Os léxicos costumam mudar, sumir ou se ressignificar a partir das transformações sociocomunicativas e práticas culturais. Tudo muda quando o meio ou a sociedade adota outros comportamentos ideológicos.
Recorri a Jean Jacques Rousseau, o meio/sociedade corrompe a natureza boa do homem. Ao recorrer ao lema positivista, “Viver para o outro” (Vivre pour autrui), corre-se o risco de se despencar na hipocrisia.
Diante dos preceitos de Rousseau, iniciei a busca por respostas lançando mão do empirismo. Eu queria acreditar que a palestrante moldou tal certeza a partir de suas frustrações com o ser humano.
Evitei os jornais, a fim de não contaminar o meu escopo de pesquisa. Facilmente, nesses veículos de comunicação escancara-se a desumanidade do ser humano, ou a essência do ser humano. Recusava a acreditar que o ser humano fizesse algo para o próximo pensando em uma recompensa para si. Afinal, as pessoas eram boas ou más, ou boas e más? Seria o início de uma reflexão para alçar o altruísmo.
Certo de que poderia encontrar a inocência nas crianças, comecei a observá-las com mais criticidade. Lembrei-me da fase egocêntrica, que evidenciava uma natureza egoísta. Caim matou seu irmão Abel… por um motivo fútil. E tantos outros morrem por motivos frívolos. A história da humanidade é terrivelmente e cheia de horrores, melhor não a ter como referência. Um povo contra outro. Guerra e fome. Ganância por poder. Desigualdade. Estava quase desistindo…
Encontrei uma fagulha: amor materno, incondicional. Entretanto, não valeria… um amor genuíno pelos seus, gerado em suas entranhas, não poderia se configurar amor incondicional ao próximo. Seria amor ligado pelo cordão umbilical. Refutei tal exemplo empírico.
Então, me lembrei dos missionários, pessoas que fazem o bem sem receber nada em troca: por amor ao próximo, unicamente. Isso! Essa é uma questão altruísta. São seres humanos altruístas… sentia essas palavras doces em minha boca, como um achado e um alívio. Amor ao próximo, desconhecido, sem ligação afetuosa!
Estava certo que a palestrante tinha cometido um equívoco.
Então, me senti livre para comentar sobre minhas conclusões com um professor de filosofia. Convicto, com eloquência e uma prova de amor ao próximo, fiz meu discurso bem fundamentado.
O professor me olhava, sem interromper-me, com o ar de quem concordava com cada palavra. Parecia seguir meu raciocínio, reflexivo.

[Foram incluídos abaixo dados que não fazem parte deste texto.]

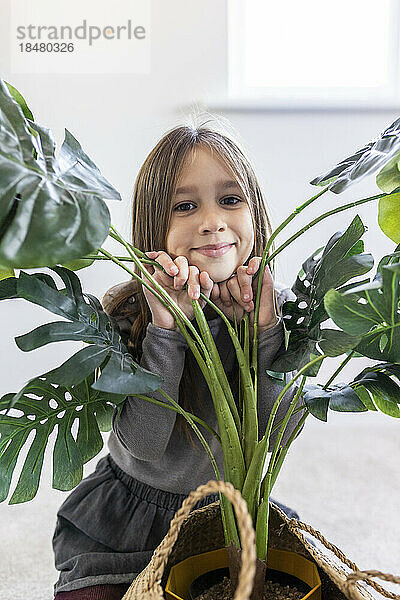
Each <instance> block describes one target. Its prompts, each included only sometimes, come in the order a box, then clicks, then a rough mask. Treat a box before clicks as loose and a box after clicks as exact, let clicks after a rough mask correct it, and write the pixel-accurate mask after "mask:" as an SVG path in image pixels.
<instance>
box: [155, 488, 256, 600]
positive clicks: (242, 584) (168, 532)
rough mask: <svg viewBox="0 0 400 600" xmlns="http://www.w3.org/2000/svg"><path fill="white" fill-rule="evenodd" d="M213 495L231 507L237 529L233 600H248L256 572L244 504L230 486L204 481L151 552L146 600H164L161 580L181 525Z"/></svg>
mask: <svg viewBox="0 0 400 600" xmlns="http://www.w3.org/2000/svg"><path fill="white" fill-rule="evenodd" d="M216 492H222V493H223V494H224V496H225V497H226V498H227V499H228V500H229V501H230V502H231V503H232V504H233V507H234V509H235V513H236V517H237V521H238V525H239V531H240V540H241V543H242V547H243V552H242V554H241V556H242V565H241V568H240V573H239V581H238V587H237V589H236V592H235V596H234V600H248V599H249V597H250V594H251V591H252V589H253V584H254V575H255V571H256V547H255V532H254V528H253V523H252V520H251V517H250V515H249V512H248V510H247V503H246V501H245V500H243V498H242V496H241V494H240V492H239V491H238V490H236V489H235V488H234V487H233V485H232V484H231V483H229V482H225V481H213V480H210V481H208V482H207V483H206V484H204V485H200V486H199V487H198V488H197V489H196V490H194V491H192V492H190V494H189V496H188V497H187V498H186V499H185V500H184V501H183V503H182V506H181V508H180V509H179V510H178V511H177V512H176V513H175V516H174V518H173V519H172V521H171V523H170V528H169V531H168V533H167V535H166V536H165V537H164V539H163V540H162V542H161V544H160V545H159V546H158V547H157V548H156V550H155V551H154V554H153V557H152V562H153V569H151V571H149V576H148V580H147V586H146V587H147V589H148V591H149V598H154V599H155V598H160V599H161V598H164V596H163V591H162V588H161V578H162V576H163V573H164V568H165V565H166V564H167V561H168V558H169V555H170V554H171V551H172V548H173V546H174V544H175V542H176V540H177V538H178V534H179V530H180V528H181V525H182V523H183V521H184V520H185V518H186V517H187V516H188V515H189V513H190V511H191V509H192V508H193V507H194V506H195V505H196V503H197V502H198V501H199V500H201V499H202V498H204V497H205V496H208V495H209V494H212V493H216Z"/></svg>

Então, após um silêncio angustiante, dirigiu-se a mim, de maneira despretensiosa:
Decipimur specie recti (Somos enganados pela aparência do bem.), citando a Arte poética, de Horácio”. Será que abdicar de tudo e de todos por uma causa nobre não é uma satisfação para quem os realiza? O que essas pessoas recebem em troca de sua caridade e generosidade?

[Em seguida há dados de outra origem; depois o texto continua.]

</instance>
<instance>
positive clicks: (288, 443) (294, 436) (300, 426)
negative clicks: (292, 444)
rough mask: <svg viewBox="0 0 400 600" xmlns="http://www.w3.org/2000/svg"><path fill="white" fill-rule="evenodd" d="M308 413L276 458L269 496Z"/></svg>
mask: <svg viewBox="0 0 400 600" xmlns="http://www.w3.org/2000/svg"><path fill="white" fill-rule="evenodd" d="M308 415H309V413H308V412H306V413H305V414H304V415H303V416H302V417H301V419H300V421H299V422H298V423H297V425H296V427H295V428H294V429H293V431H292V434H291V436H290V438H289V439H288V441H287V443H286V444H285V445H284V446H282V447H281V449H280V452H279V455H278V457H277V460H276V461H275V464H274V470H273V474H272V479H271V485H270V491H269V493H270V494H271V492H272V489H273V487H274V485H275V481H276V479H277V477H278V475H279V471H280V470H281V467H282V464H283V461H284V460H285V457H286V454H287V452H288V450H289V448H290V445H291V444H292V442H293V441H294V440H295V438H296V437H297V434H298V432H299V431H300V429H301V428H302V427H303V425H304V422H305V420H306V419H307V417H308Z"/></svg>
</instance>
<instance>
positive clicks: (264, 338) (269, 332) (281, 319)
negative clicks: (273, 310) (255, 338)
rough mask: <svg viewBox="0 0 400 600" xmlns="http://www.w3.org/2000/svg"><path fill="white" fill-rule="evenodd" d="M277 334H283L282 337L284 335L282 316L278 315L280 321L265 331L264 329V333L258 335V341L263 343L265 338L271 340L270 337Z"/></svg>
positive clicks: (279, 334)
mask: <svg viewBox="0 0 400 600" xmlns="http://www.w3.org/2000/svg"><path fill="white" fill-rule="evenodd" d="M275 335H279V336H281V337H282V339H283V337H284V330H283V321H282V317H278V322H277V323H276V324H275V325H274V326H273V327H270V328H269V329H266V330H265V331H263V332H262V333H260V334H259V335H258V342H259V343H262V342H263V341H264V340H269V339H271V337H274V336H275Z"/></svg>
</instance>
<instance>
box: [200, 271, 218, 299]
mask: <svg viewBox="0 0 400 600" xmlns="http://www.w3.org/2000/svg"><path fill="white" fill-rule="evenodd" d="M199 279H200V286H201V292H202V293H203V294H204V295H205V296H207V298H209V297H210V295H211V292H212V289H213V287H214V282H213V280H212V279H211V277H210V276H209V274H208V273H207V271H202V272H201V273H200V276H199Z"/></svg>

Respondi, categoricamente: “Nada!”, professor.
“Pode ser que não recebam nada, materialmente falando, talvez, poucos alcancem o reconhecimento por suas ações de caridade, mas há pessoas que vivem para ajudar. Suas missões, indiscutivelmente, são nobres e louváveis, por isso, sentem-se satisfeitos por serem úteis nessa terra, de cumprir um propósito”.
“Seria caridade, o amor ao próximo a fim de alçar a própria paz de espírito, seus ideais, em um mundo desigual?” Perguntei, tentando entender.
O professor respondeu por meio dos preceitos de Rousseau, mesmo, esse, sendo contraditório na natureza do homem:
“Em seu tempo, já havia a tendência à arte de agradar, ‘em nossos costumes uma vil e enganosa uniformidade, e todos os espíritos parecem ter sido lançados numa mesma fôrma: incessantemente a polidez exige, ordena; incessantemente seguem-se os hábitos […] que formam esse rebanho a que se chama sociedade, postos nas mesmas circunstâncias, farão todos as mesmas coisas, se motivos mais fortes não os desviarem.’
As palavras do professor reverberaram em minha mente como um som intransponível. Senti uma pontada aguda na fronte. Então, me retirei em silêncio, feito a palestrante de outrora.